Food-filled celebrations are a time I reflect on the hard work of the people who raised our turkey, grew our vegetables and harvested the grain used to bake bread. As a kid growing up in rural Kansas, our entire community revolved around the work of getting our crops to the local grain elevator. Each year, families in our area battled market uncertainty and unpredictable weather for a chance at a successful harvest. Young people rolled up their sleeves and went to work alongside their parents, spending long days and late nights in a tractor or combine while still making certain all of the livestock were cared for. This tradition has not changed for hardworking farmers and ranchers across our state or for the next generation of Kansas kids growing up on our farms today. They learn the technical and business skills needed to run a farm or ranch, as well as the value of hard work, perseverance and working as a team to get things done.

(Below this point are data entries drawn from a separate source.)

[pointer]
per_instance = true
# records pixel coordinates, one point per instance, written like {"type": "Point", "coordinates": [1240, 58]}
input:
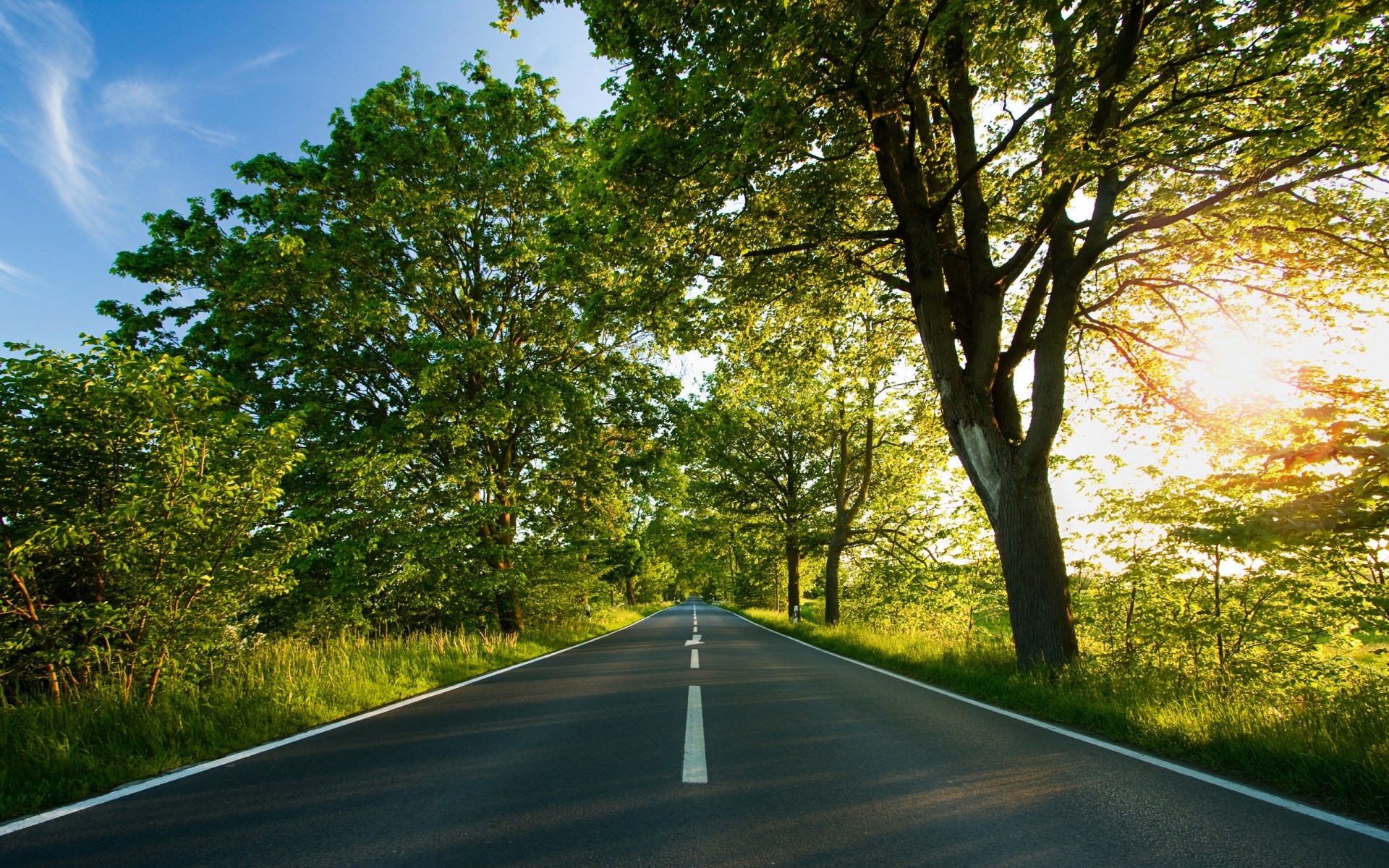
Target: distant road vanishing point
{"type": "Point", "coordinates": [696, 739]}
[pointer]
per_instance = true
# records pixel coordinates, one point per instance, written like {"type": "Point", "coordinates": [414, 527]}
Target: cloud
{"type": "Point", "coordinates": [53, 53]}
{"type": "Point", "coordinates": [142, 102]}
{"type": "Point", "coordinates": [14, 279]}
{"type": "Point", "coordinates": [268, 57]}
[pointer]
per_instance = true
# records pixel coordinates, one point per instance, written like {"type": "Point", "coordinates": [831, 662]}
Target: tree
{"type": "Point", "coordinates": [140, 517]}
{"type": "Point", "coordinates": [424, 289]}
{"type": "Point", "coordinates": [764, 451]}
{"type": "Point", "coordinates": [1020, 152]}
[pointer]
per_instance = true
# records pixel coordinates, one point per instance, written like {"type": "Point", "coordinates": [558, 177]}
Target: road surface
{"type": "Point", "coordinates": [624, 753]}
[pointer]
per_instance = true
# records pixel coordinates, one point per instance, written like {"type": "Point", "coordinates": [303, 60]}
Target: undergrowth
{"type": "Point", "coordinates": [56, 753]}
{"type": "Point", "coordinates": [1330, 744]}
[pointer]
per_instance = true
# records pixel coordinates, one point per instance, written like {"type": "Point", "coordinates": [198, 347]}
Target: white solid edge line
{"type": "Point", "coordinates": [1337, 820]}
{"type": "Point", "coordinates": [139, 786]}
{"type": "Point", "coordinates": [696, 767]}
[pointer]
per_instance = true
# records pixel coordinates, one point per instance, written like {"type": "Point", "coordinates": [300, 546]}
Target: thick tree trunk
{"type": "Point", "coordinates": [509, 613]}
{"type": "Point", "coordinates": [838, 542]}
{"type": "Point", "coordinates": [1034, 573]}
{"type": "Point", "coordinates": [792, 575]}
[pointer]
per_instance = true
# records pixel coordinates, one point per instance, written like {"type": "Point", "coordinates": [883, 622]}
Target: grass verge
{"type": "Point", "coordinates": [53, 754]}
{"type": "Point", "coordinates": [1331, 747]}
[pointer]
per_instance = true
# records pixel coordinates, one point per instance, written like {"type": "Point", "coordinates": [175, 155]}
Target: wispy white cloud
{"type": "Point", "coordinates": [143, 102]}
{"type": "Point", "coordinates": [14, 279]}
{"type": "Point", "coordinates": [264, 60]}
{"type": "Point", "coordinates": [53, 53]}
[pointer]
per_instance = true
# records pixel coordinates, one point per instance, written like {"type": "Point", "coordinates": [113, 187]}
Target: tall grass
{"type": "Point", "coordinates": [1328, 745]}
{"type": "Point", "coordinates": [57, 753]}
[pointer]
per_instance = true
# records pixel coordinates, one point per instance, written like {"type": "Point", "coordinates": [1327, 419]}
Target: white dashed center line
{"type": "Point", "coordinates": [696, 768]}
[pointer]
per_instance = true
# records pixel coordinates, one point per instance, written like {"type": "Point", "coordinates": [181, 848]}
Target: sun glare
{"type": "Point", "coordinates": [1236, 368]}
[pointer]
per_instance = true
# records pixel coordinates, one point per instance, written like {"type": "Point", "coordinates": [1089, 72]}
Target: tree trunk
{"type": "Point", "coordinates": [838, 542]}
{"type": "Point", "coordinates": [792, 575]}
{"type": "Point", "coordinates": [509, 613]}
{"type": "Point", "coordinates": [1034, 573]}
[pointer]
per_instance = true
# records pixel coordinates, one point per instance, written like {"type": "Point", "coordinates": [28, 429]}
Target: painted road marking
{"type": "Point", "coordinates": [1337, 820]}
{"type": "Point", "coordinates": [139, 786]}
{"type": "Point", "coordinates": [696, 768]}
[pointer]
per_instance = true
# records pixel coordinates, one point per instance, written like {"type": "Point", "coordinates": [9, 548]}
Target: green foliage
{"type": "Point", "coordinates": [57, 753]}
{"type": "Point", "coordinates": [1327, 744]}
{"type": "Point", "coordinates": [425, 292]}
{"type": "Point", "coordinates": [1020, 173]}
{"type": "Point", "coordinates": [140, 513]}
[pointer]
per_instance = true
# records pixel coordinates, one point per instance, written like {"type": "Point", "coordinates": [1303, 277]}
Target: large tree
{"type": "Point", "coordinates": [421, 289]}
{"type": "Point", "coordinates": [1025, 156]}
{"type": "Point", "coordinates": [764, 446]}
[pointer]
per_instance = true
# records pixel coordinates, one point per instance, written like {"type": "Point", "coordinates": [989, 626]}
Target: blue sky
{"type": "Point", "coordinates": [111, 109]}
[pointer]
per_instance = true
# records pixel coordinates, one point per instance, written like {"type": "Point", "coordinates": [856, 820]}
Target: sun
{"type": "Point", "coordinates": [1242, 367]}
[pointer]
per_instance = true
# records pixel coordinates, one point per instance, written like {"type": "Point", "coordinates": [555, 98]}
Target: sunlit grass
{"type": "Point", "coordinates": [57, 753]}
{"type": "Point", "coordinates": [1328, 746]}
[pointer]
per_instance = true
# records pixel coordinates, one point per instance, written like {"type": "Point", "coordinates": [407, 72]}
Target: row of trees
{"type": "Point", "coordinates": [903, 229]}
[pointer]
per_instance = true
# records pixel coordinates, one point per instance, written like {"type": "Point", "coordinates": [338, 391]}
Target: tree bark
{"type": "Point", "coordinates": [509, 613]}
{"type": "Point", "coordinates": [792, 575]}
{"type": "Point", "coordinates": [838, 542]}
{"type": "Point", "coordinates": [1034, 574]}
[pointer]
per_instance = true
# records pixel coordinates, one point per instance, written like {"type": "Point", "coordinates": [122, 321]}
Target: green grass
{"type": "Point", "coordinates": [59, 753]}
{"type": "Point", "coordinates": [1331, 747]}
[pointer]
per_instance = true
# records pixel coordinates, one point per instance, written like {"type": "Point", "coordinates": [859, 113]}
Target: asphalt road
{"type": "Point", "coordinates": [582, 759]}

As Kansans, this work is near and dear to our hearts, but for many Americans living in urban areas, this is not the case. Thanksgiving is a time when the contributions of rural America shine, and when individuals across the country are connected by the simple but valuable tradition of a meal. It is also a time when we ought to be reminded that our safe, affordable food supply and agricultural traditions are what make it all possible.

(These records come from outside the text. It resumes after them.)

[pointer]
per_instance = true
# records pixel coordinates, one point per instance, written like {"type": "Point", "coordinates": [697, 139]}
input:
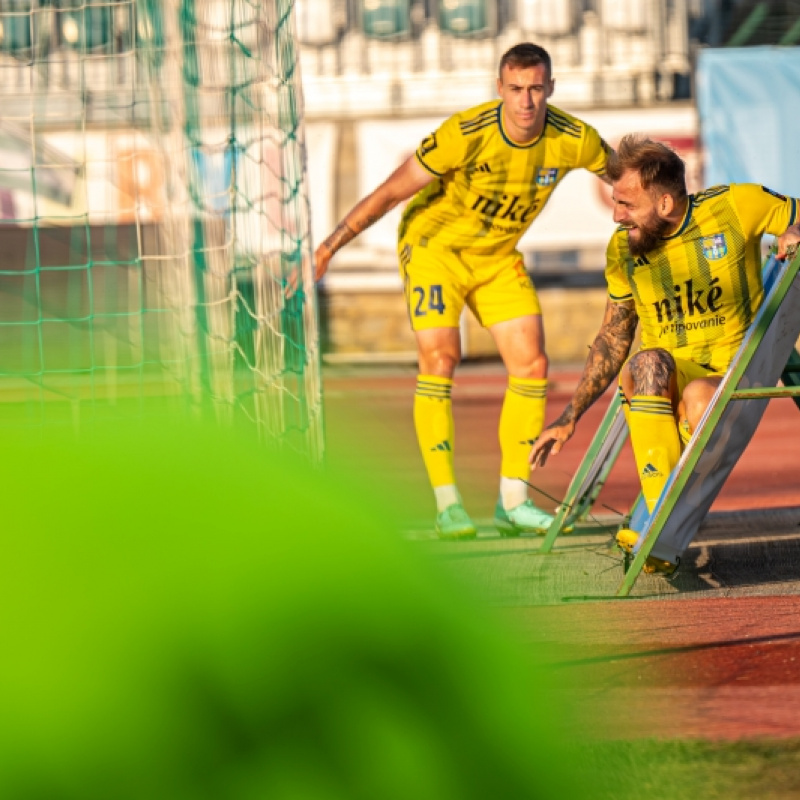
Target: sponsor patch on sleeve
{"type": "Point", "coordinates": [774, 194]}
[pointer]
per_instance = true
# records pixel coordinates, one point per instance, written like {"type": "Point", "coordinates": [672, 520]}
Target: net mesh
{"type": "Point", "coordinates": [155, 216]}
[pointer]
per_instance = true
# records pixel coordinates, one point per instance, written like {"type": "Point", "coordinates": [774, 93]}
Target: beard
{"type": "Point", "coordinates": [651, 232]}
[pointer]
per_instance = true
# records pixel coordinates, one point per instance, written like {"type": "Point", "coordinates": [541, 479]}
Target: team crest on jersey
{"type": "Point", "coordinates": [546, 176]}
{"type": "Point", "coordinates": [428, 144]}
{"type": "Point", "coordinates": [715, 246]}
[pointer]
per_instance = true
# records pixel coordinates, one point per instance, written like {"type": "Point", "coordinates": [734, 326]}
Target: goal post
{"type": "Point", "coordinates": [155, 214]}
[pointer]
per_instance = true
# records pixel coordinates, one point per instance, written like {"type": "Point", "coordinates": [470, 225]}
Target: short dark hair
{"type": "Point", "coordinates": [659, 166]}
{"type": "Point", "coordinates": [524, 56]}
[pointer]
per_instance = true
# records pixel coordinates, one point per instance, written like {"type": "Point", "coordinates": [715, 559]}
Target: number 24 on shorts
{"type": "Point", "coordinates": [435, 300]}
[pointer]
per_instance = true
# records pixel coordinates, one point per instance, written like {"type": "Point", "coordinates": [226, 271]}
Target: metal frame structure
{"type": "Point", "coordinates": [766, 356]}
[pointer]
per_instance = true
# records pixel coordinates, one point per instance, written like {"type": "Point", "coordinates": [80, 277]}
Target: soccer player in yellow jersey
{"type": "Point", "coordinates": [478, 182]}
{"type": "Point", "coordinates": [688, 268]}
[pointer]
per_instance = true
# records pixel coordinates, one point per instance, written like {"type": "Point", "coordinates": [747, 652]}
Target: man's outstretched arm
{"type": "Point", "coordinates": [788, 241]}
{"type": "Point", "coordinates": [606, 357]}
{"type": "Point", "coordinates": [404, 182]}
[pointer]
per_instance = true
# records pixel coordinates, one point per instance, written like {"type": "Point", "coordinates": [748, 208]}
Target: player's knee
{"type": "Point", "coordinates": [534, 367]}
{"type": "Point", "coordinates": [439, 361]}
{"type": "Point", "coordinates": [696, 397]}
{"type": "Point", "coordinates": [652, 372]}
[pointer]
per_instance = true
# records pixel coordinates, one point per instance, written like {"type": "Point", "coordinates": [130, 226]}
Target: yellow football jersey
{"type": "Point", "coordinates": [698, 291]}
{"type": "Point", "coordinates": [489, 189]}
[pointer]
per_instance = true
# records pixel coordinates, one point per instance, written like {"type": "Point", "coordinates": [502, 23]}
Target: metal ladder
{"type": "Point", "coordinates": [766, 355]}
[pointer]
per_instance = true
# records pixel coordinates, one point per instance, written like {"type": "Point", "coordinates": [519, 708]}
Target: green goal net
{"type": "Point", "coordinates": [155, 226]}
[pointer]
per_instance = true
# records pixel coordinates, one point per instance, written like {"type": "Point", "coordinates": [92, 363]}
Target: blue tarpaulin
{"type": "Point", "coordinates": [749, 105]}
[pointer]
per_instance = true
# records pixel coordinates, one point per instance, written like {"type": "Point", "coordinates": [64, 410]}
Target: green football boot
{"type": "Point", "coordinates": [524, 518]}
{"type": "Point", "coordinates": [454, 523]}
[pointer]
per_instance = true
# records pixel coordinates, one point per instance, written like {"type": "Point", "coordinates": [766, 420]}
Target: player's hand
{"type": "Point", "coordinates": [550, 442]}
{"type": "Point", "coordinates": [788, 242]}
{"type": "Point", "coordinates": [322, 259]}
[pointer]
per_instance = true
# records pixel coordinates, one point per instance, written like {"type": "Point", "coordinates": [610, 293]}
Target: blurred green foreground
{"type": "Point", "coordinates": [187, 615]}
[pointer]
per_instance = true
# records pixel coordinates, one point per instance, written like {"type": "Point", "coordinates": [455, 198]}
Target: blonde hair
{"type": "Point", "coordinates": [659, 167]}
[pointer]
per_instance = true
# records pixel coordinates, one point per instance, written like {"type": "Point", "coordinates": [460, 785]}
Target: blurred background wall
{"type": "Point", "coordinates": [716, 79]}
{"type": "Point", "coordinates": [378, 75]}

As chairman of the Senate Agriculture Appropriations Subcommittee, I have had the opportunity to lead a number of fights to preserve these traditions which over the last few years have been under siege. When I am in Washington, D.C., I spend a lot of time sharing with people who are not familiar with what the rural way of life really looks like – that in rural Kansas, local economies depend on the success or failure of our ag community.

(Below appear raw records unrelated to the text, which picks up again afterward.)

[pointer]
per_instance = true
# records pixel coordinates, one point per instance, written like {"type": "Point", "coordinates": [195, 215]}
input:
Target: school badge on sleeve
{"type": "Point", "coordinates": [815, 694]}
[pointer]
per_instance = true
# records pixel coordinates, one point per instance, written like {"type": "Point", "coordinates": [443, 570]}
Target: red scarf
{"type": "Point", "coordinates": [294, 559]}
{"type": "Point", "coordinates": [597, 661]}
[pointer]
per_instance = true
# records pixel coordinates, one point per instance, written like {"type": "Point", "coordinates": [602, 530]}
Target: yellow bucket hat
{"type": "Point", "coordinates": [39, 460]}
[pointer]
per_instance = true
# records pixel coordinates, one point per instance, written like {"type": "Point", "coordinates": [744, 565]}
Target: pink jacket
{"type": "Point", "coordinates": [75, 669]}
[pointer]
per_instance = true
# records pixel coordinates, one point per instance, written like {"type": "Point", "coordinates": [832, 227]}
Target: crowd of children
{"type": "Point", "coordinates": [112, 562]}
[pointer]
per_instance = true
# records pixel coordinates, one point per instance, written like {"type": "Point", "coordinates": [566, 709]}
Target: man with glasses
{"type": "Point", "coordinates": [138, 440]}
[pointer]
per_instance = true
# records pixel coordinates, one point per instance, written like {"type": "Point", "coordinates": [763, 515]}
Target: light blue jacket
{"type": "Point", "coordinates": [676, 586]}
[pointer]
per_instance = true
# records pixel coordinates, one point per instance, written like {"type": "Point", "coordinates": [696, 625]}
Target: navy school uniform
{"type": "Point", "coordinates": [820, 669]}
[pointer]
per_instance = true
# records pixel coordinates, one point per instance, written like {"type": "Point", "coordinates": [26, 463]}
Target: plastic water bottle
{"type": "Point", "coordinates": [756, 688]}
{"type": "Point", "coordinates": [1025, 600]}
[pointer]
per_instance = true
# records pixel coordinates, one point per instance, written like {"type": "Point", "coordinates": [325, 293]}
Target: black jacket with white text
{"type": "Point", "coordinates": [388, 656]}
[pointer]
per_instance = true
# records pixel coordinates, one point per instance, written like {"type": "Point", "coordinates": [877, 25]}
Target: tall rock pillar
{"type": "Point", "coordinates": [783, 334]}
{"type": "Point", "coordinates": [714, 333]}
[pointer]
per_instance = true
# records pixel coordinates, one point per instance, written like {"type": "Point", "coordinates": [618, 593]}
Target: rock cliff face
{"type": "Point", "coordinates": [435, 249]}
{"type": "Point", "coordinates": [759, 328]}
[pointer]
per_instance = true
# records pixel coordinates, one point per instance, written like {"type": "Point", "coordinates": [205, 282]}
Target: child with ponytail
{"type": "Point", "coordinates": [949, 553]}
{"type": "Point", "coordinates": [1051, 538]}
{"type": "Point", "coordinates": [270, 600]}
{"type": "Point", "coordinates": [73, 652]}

From the Department of Labor’s (DOL) proposed rule to ban youth under the age of 16 from participating in many common farm-related tasks, to the Environmental Protection Agency’s proposed Waters of the United States rule to regulate ponds and ditches, it feels as though for years now, the federal government has been working against our traditions. That’s why I consider it so crucial to advocate for Kansas values and the Kansas way of life on Capitol Hill. We must continue to raise our voices to share our priorities – we have seen how effective we can be when we work together like we did in 2012 to successfully force the DOL to withdraw their proposed restrictions on young people working on family farms.
We can appreciate this holiday’s special role in reminding all Americans how important agriculture is for all of us. We can celebrate our blessings by working to provide for those without a meal on their tables or family around them this week – by volunteering at local food banks, donating non-perishable items or inviting those we know who may be spending the holiday alone to be a part of our gatherings. My wife Robba and I are looking forward to spending Thanksgiving this year with soldiers and their families at Fort Riley. We are thankful for the hard work of farmers and ranchers across Kansas and for the opportunity to reflect on the many ways we are blessed.